Projected (20 nodes): With ~152 GB allocatable RAM and ~228 allocatable cores, the cluster can support ~35 full member stacks simultaneously before hitting RAM limits.

Realistic Day-One Cluster Layout (current: 3 nodes)¶

Control plane x 1  — Talos system, etcd, API server, Cilium
Worker x 2         — general workloads + inference

With 3 nodes, there is no dedicated inference tier. Workers handle both application workloads and inference requests. This is sufficient for PoC/development purposes.

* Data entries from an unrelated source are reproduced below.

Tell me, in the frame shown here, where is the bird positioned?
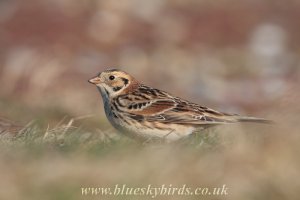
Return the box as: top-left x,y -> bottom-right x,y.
88,69 -> 271,142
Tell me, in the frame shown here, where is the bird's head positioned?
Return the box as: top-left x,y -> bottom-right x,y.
89,69 -> 138,97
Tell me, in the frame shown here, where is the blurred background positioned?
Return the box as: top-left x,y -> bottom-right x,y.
0,0 -> 300,199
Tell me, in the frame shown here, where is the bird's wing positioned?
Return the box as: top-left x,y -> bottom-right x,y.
115,86 -> 236,125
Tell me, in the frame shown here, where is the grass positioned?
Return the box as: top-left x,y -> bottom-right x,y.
0,114 -> 300,200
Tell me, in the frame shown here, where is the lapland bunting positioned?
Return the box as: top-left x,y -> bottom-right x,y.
89,69 -> 269,141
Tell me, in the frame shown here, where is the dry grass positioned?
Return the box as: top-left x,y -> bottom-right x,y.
0,113 -> 300,200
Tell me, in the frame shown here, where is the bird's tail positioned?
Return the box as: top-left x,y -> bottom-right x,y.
236,116 -> 274,124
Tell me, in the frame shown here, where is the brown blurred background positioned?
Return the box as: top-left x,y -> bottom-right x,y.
0,0 -> 300,200
0,0 -> 300,125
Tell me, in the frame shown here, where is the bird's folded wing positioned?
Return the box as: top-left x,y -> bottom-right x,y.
119,95 -> 233,125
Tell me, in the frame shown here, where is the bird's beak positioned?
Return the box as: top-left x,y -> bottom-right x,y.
89,77 -> 102,85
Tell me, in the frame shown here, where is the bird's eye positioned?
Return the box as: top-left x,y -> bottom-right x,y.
109,76 -> 115,81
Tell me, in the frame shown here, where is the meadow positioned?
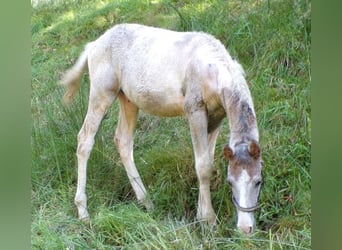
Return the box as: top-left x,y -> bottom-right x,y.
31,0 -> 311,249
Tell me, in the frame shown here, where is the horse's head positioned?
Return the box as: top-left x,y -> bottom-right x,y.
223,141 -> 262,234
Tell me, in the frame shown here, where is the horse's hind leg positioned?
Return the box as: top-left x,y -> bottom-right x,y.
114,92 -> 153,210
75,75 -> 116,221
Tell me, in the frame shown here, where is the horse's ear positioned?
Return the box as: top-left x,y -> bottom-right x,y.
248,141 -> 261,159
223,145 -> 234,161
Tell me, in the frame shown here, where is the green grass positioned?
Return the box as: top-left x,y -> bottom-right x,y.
31,0 -> 311,249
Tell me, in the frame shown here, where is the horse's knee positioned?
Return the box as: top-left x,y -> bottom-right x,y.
114,135 -> 133,161
196,158 -> 213,183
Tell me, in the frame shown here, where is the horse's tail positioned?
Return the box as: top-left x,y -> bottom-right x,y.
59,43 -> 89,105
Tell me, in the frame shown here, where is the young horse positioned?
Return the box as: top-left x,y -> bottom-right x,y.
61,24 -> 262,234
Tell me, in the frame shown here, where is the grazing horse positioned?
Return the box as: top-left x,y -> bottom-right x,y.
61,24 -> 262,234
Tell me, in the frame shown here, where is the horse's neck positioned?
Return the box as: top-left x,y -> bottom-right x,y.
224,90 -> 259,146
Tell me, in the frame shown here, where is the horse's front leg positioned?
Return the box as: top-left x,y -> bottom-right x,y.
187,105 -> 216,225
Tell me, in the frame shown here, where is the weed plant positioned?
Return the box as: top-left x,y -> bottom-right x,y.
31,0 -> 311,249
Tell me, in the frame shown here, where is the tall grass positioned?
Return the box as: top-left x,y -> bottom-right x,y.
31,0 -> 311,249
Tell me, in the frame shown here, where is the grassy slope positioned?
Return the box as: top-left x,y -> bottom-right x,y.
31,0 -> 311,249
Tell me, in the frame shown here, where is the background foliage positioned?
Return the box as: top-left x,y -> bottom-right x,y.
31,0 -> 311,249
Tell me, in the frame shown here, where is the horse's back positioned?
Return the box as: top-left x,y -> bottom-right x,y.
88,24 -> 225,116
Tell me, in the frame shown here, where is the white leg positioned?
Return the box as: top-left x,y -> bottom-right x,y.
114,93 -> 153,210
75,89 -> 115,221
188,109 -> 216,225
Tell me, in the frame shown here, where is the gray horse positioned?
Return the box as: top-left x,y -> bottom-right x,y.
61,24 -> 262,234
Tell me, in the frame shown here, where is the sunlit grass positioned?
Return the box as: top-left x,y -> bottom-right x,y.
31,0 -> 311,249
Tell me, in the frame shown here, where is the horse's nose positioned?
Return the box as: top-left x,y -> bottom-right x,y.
239,226 -> 253,235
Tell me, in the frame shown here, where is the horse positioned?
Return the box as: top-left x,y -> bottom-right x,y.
60,24 -> 262,235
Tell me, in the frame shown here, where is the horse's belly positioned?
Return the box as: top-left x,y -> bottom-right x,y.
123,82 -> 184,117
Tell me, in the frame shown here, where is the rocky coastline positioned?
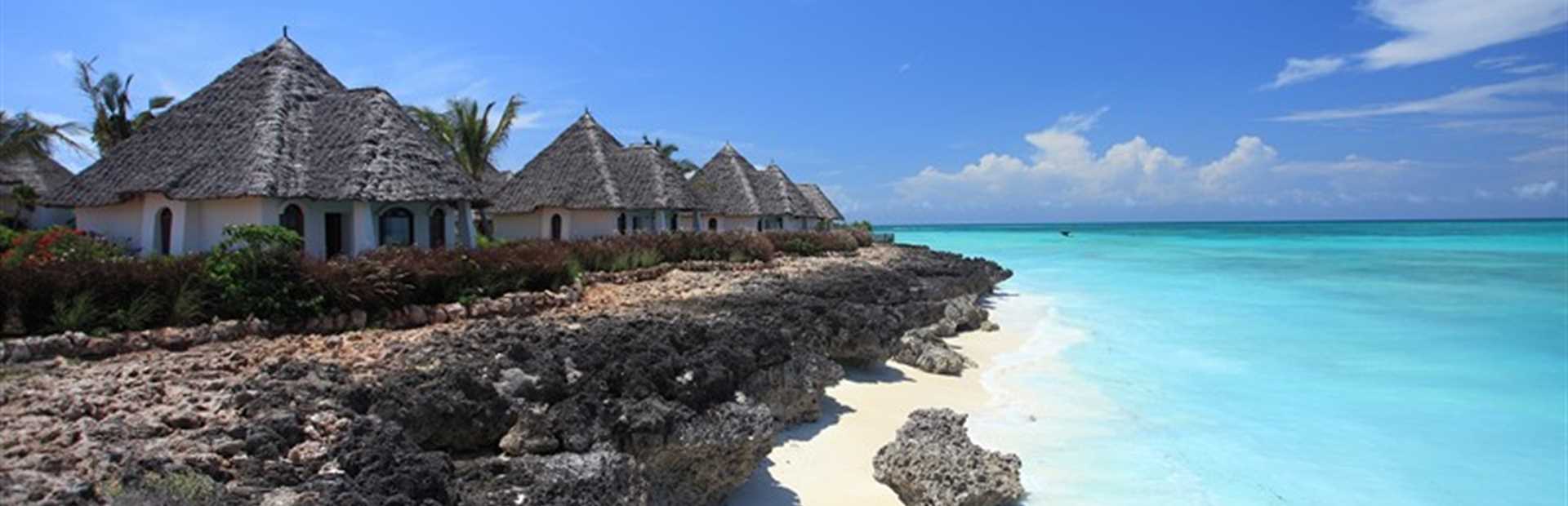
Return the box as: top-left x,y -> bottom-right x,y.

Projected layout (20 nodes)¶

Control plane x 3     — Talos system, etcd, API server (HA)
Inference workers x 3 — 1x Llama 3.1 8B Q4 per node (18–36 tok/sec combined)
General workers x 14  — ~160+ allocatable cores, ~106 GB RAM for user workloads

This would give the cluster: - ~200+ concurrent microservices on the general pool - 3 independent LLM instances for member inference (Llama 8B or similar) - Grafana, Prometheus, Loki with negligible overhead on the general pool - Distributed storage capacity dependent on chosen solution and replication factor

Bottlenecks to Watch¶

Bottleneck	Impact	Mitigation
8GB RAM per node	Limits model size; no headroom for large quantizations	Stick to Q4 <=7B; avoid swap in production
1GbE network	~125 MB/s per node — fine for most workloads, slow for large model transfers	Pre-stage model weights locally; don't stream from NFS
No GPU	CPU inference only; 5–25 tok/sec vs 500+ tok/sec on A100	Acceptable for PoC; Phase 2 requires different hardware
No IPMI/iDRAC	Can't remote-power or console into nodes	PiKVM per shelf or Wake-on-LAN + SSH
3 nodes (current)	Single control-plane node is not HA; limited worker capacity	Scale to 3 CP + N workers as nodes are brought online
No distributed storage	Data is local-only; node failure loses local data	Select and deploy a storage solution (Rook-Ceph, Longhorn, etc.)

Estimates based on published Intel 10th Gen benchmarks and llama.cpp community benchmarks on similar hardware. Confirm CPU model before finalizing inference node allocation.